As the November days draw in and the temperature falls, Year of Food and Drink Scotland celebrates comfort foods.
As a country with a cool climate, Scotland is known for its soups and broths. Simmered over the fire for hours in a large pot or cauldron, they were the mainstay of Scottish cookery for centuries.
Thrifty Scots traditionally make the best of their resources and avoid waste. Using simple and readily-available ingredients, these dishes produce nutritious, comforting and warming meals cooked in a single pot.
Recipe of the month from the Library's collections: Hotch Potch
Hotch Potch is a traditional soup, but it can also be a stew. The dish was so common that, when he visited Scotland in 1868, Henry Underhill commented that 'dinner commenced with the inevitable Hotch pot, a remarkably good and comforting soup'.

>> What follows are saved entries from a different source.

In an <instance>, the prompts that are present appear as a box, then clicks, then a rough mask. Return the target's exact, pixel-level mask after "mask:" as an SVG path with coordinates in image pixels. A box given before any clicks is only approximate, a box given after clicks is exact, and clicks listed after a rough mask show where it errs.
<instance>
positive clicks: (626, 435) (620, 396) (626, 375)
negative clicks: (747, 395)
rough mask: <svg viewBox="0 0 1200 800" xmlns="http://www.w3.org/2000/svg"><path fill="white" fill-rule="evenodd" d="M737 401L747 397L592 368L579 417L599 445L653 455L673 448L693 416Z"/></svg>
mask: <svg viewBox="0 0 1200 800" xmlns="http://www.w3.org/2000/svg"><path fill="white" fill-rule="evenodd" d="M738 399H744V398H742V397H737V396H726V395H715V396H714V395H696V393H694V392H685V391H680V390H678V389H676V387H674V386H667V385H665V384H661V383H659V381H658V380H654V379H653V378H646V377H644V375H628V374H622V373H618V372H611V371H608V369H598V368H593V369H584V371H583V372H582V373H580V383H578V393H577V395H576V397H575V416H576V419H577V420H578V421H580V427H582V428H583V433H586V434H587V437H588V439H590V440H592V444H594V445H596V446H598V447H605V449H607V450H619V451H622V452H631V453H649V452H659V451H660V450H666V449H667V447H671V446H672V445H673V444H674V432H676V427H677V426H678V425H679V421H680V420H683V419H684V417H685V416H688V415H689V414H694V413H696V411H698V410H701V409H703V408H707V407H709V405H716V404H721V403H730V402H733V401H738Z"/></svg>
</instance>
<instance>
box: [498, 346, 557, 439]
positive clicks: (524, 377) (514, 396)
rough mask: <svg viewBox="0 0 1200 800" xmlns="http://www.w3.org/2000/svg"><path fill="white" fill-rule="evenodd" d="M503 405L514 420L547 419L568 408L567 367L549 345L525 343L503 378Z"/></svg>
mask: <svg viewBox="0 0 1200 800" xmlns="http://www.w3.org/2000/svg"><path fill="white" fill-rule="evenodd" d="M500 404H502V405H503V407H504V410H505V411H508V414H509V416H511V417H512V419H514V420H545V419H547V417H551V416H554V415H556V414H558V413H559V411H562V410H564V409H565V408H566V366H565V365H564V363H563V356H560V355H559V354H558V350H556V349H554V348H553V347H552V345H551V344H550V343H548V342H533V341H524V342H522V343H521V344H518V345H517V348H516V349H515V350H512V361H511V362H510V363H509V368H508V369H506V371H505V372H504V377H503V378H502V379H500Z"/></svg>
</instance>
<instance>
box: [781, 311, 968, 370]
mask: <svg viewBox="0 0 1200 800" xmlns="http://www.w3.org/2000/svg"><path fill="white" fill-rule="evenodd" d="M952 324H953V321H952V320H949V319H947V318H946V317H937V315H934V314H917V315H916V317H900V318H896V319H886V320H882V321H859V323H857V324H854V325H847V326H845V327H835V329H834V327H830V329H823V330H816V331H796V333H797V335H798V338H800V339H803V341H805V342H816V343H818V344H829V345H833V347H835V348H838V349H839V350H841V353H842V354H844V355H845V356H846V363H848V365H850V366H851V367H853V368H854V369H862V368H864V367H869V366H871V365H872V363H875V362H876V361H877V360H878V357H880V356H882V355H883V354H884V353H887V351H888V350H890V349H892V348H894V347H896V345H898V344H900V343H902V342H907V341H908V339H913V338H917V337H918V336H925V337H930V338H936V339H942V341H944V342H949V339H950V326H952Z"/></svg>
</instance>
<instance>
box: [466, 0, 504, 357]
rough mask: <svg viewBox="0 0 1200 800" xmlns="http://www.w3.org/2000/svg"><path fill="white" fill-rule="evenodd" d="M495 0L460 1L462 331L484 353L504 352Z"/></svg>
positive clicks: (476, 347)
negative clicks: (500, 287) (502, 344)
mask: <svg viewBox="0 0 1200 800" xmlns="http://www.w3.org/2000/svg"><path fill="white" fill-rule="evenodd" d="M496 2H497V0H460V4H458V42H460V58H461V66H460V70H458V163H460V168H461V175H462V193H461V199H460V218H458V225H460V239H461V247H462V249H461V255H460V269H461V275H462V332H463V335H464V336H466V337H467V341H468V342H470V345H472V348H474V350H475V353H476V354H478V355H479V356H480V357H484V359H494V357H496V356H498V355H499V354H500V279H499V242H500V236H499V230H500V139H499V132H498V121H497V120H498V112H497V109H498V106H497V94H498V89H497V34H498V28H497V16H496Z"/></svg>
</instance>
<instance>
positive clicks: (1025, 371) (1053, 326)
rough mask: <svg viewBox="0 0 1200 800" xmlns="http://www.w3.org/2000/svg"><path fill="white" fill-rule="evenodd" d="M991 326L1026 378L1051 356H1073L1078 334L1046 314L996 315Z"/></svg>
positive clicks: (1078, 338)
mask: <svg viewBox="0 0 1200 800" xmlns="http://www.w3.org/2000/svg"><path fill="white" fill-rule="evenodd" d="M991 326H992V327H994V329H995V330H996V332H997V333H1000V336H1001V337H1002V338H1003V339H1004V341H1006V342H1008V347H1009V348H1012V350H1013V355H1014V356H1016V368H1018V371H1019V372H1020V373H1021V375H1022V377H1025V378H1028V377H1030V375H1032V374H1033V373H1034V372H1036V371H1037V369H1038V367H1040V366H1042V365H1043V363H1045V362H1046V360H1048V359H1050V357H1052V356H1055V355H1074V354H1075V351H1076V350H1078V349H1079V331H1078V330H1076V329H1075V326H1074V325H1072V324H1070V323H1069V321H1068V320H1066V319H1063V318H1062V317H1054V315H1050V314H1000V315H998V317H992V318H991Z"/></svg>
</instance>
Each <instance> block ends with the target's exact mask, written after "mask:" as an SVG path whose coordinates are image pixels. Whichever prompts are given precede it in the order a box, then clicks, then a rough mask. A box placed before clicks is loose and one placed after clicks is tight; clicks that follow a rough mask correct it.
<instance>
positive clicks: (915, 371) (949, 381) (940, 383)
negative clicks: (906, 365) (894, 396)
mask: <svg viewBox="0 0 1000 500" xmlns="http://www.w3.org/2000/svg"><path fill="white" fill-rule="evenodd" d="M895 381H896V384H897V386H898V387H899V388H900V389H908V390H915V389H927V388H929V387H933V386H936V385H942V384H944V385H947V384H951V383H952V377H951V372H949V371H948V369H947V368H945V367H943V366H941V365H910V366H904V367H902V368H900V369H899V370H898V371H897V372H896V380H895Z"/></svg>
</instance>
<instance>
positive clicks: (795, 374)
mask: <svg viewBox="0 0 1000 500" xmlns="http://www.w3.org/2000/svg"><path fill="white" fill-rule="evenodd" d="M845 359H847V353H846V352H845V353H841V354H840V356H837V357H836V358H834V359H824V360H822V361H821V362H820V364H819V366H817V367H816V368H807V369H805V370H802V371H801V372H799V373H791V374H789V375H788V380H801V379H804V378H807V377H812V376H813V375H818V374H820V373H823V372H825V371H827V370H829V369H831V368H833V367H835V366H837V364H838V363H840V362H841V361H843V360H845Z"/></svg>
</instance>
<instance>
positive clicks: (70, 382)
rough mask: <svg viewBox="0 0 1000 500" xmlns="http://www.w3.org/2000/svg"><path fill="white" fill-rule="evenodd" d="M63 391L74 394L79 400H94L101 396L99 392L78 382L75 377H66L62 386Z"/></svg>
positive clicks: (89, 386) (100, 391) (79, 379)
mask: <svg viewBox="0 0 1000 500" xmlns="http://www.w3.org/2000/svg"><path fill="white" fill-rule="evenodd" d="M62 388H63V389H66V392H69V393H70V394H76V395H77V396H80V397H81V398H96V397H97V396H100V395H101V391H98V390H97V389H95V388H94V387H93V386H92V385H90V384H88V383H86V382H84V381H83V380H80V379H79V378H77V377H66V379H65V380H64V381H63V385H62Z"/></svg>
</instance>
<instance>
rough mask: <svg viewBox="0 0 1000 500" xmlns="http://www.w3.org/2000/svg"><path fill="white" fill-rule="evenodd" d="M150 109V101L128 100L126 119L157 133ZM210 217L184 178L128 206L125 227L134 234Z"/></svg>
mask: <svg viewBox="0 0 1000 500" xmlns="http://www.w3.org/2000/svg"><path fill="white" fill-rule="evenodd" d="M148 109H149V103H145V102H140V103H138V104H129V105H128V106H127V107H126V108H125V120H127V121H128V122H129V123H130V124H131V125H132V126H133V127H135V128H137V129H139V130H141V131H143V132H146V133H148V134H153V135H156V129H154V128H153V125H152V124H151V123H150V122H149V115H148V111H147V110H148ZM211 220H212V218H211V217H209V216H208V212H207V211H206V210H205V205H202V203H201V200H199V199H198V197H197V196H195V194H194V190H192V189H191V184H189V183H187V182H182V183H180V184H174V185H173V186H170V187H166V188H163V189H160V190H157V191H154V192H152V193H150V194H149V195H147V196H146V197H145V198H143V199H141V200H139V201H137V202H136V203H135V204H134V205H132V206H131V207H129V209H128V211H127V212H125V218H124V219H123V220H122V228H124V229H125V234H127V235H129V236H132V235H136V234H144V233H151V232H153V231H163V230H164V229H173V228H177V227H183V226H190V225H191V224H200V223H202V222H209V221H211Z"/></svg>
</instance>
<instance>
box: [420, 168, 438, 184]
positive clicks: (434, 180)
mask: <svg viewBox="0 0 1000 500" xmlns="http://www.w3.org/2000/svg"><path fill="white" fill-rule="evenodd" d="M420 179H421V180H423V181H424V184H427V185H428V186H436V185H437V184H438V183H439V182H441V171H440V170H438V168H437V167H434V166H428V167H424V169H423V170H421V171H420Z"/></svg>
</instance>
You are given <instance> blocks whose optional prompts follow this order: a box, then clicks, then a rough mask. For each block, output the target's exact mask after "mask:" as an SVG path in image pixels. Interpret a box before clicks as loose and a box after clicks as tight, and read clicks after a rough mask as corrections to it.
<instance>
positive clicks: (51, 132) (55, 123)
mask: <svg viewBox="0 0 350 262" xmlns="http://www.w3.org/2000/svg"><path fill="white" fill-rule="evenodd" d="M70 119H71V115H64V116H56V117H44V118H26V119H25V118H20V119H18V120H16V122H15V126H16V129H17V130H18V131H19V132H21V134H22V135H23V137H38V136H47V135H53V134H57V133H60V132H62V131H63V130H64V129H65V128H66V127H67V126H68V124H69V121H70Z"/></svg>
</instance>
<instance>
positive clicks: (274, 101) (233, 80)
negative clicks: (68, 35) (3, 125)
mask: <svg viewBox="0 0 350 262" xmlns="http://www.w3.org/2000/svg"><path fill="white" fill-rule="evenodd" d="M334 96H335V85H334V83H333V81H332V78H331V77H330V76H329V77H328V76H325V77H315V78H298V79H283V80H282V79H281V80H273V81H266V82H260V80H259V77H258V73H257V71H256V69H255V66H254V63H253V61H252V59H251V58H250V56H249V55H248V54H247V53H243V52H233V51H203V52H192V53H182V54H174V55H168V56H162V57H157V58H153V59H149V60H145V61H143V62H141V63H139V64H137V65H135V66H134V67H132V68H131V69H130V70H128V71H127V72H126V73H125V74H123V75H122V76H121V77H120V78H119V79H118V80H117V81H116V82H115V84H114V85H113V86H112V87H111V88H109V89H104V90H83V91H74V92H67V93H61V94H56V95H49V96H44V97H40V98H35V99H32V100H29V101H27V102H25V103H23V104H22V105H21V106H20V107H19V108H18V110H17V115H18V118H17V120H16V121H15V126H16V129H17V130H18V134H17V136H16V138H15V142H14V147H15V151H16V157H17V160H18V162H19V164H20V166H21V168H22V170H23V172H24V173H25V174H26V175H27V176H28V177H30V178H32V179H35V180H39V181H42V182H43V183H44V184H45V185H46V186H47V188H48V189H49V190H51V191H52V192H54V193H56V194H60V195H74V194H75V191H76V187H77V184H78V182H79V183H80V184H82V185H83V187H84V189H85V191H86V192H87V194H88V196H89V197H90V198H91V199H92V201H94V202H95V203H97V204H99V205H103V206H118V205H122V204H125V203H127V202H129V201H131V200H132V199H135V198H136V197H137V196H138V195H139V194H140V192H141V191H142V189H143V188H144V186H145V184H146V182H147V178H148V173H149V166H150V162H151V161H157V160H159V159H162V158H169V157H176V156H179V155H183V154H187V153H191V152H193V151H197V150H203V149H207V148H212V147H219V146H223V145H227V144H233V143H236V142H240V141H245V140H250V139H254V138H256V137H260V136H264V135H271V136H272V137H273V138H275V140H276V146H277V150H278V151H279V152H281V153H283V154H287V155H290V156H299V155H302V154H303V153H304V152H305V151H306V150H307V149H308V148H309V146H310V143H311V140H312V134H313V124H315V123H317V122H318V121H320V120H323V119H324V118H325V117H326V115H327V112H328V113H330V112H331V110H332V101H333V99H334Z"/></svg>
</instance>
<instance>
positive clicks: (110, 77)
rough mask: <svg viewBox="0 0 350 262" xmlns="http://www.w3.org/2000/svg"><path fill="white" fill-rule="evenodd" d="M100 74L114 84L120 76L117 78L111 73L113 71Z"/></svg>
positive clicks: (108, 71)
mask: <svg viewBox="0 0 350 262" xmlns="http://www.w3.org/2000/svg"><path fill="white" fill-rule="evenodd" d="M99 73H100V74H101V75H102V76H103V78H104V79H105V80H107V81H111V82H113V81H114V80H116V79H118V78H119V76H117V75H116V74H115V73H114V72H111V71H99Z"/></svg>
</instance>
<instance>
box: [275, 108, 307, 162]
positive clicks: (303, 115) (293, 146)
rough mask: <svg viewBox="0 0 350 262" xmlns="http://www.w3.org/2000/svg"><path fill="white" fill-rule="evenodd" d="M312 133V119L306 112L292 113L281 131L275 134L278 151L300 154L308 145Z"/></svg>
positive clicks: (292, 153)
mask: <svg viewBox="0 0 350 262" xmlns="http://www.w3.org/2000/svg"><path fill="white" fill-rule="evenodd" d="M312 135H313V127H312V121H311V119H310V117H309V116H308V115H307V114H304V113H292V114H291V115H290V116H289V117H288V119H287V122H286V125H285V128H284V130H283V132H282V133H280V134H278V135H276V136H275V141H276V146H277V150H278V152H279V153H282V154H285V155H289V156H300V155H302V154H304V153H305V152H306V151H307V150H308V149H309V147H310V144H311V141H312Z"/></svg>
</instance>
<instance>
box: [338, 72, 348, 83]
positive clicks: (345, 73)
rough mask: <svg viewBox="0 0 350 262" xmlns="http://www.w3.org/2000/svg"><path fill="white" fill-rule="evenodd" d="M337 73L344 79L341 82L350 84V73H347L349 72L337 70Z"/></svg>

Margaret Hume Campbell's 1754 high-class version of this nutritious one-pot meal is stuffed with meats and vegetables. Ordinary Scots might have pieces of meat or fowl in good times, but scraps when times were hard. Whatever vegetables were to hand were stirred in during the long hours of cooking and the liquid thickened with grains or oatmeal to provide a simple meal in a bowl.
'To Make a Hotch Potch'
To Make a Hotch Potch, take Beef, Mutton, veal, &, pork. Stew all these together to a strong gravy then take two or three chop's of Mutton, & the same of Beef, put them into the stew pan with a little burnt Butter then put in your gravie & two or three onions, & Salary, Endive, Carrots, turnip's, & a little Spinage stew all these together, till they are tender scum of the fat before you put it in the dish, make your gravie as for soop.